Nicht nur als Autor, ebenso als Rezipient könne man aktiv werden und eigene Perspektiven unter die Lupe nehmen, führte Langeslag aus. Denn unser Gedächtnis ist keine Festplatte, alle Informationen werden aktiv interpretiert und anschließend in einer Kombination aus alten Erinnerungen und neuem Wissen zusammengefügt. Sich bewusst zu machen, dass es die Fallstricke unseres eigenen Denkens sein können, die unsere Wahrnehmung beeinflussen, ist ein erster Schritt in die richtige Richtung. Jede Wahrheit habe einen eigenen Interpretationsspielraum, und wenn Information in irgendeiner Weise mit unserer eigenen Identität verbunden sind, falle es besonders schwer, von Überzeugungen wieder Abstand zu nehmen, wenn sie sich als falsch herausstellen. Die Menschen hätten quasi ein Immunsystem gegen Fakten, das das Gedächtnis gefährdet, schloss Langeslag.

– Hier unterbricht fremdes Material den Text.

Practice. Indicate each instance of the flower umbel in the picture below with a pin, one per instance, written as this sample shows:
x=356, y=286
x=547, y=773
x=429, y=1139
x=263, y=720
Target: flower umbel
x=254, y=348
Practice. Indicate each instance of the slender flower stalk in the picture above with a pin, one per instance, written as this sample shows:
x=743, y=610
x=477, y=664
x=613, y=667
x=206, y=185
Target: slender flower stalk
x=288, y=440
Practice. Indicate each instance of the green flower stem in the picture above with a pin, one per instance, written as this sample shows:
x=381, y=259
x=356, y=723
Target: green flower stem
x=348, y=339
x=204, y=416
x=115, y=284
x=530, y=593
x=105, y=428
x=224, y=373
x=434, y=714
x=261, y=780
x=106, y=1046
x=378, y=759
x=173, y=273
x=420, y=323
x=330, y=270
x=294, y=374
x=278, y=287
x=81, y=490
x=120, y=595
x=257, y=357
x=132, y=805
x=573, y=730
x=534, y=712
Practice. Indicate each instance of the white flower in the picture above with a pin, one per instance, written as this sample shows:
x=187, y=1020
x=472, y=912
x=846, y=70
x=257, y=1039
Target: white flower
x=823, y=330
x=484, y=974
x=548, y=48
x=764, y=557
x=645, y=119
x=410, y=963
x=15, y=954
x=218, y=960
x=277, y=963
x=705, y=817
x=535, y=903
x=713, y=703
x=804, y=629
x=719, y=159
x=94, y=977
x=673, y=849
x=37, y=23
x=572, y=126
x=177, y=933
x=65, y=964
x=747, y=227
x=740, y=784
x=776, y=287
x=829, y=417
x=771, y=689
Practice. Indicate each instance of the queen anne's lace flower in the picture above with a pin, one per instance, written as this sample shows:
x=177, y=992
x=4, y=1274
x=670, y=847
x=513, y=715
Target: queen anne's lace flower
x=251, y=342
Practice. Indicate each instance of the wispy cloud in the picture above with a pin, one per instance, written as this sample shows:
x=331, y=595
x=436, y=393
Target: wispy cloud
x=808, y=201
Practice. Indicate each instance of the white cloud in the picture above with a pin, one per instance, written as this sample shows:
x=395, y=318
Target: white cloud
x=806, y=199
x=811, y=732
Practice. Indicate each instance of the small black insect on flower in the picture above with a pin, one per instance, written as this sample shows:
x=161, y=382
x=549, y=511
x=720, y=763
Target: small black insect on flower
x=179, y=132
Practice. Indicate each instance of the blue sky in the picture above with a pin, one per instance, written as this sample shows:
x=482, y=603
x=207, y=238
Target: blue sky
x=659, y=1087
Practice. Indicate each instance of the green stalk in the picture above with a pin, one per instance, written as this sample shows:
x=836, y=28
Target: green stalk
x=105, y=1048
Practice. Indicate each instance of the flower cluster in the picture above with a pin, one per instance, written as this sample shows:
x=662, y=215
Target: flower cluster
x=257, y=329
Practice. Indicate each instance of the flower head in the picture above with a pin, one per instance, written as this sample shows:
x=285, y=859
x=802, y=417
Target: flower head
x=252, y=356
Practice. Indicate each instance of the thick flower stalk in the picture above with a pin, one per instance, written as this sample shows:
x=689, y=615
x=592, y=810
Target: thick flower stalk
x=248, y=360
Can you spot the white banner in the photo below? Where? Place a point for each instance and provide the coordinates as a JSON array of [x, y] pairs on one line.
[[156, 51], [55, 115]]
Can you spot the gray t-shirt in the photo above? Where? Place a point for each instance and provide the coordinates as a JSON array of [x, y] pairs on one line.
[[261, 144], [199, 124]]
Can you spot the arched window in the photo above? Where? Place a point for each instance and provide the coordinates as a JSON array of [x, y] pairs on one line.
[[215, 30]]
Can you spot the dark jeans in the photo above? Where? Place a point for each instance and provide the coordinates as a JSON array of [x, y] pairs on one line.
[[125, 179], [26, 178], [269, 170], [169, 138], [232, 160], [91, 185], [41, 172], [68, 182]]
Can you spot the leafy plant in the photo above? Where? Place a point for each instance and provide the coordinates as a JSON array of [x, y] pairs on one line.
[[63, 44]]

In der abschließenden Diskussionsrunde wurden unterschiedliche Punkte interessiert hinterfragt. Han Langeslag zeigte sich, wie schon während des gesamten Vortrags, überaus offen und antwortete ausführlich. Im Rahmen seiner Antworten konnte er nochmal unterstreichen, dass sein Team nicht alles anders mache, als der bisherige Wissenschaftsjournalismus, sondern vielmehr eine bewusste Konzentration auf Transparenz, Problemlösung und eine Aktivierung zum Perspektivenwechsel stattfände. Offen blieb dabei, ob bei diesem stark lösungsorientierten Journalismus nicht die Gefahr der Komplexitätsreduktion besteht. Zudem steht in Frage, ob dieses Format des Online-Journalismus nur eine sehr enge Zielgruppe anspricht und auf das große Ganze gerechnet der angestrebte positive Effekt verpufft. Kann eine abgeschlossene Gemeinschaft, die vermutlich ohnehin von Haus aus bereits die Bereitschaft zum Perspektivenwechsel mitbringt, eine solche Reichweite einnehmen, dass ein Wechsel in den Köpfen der Bevölkerung stattfindet? Oder ist das Format genau der richtige Anstoß, die der Journalismus benötigt, um andere Wege der Kommunikation einzuschlagen?

Carmen Dreyer

Akademische Mitarbeiterin in der Abteilung Wissenschaftskommunikation (Institut für Germanistik) des Karlsruher Instituts für Technologie (KIT).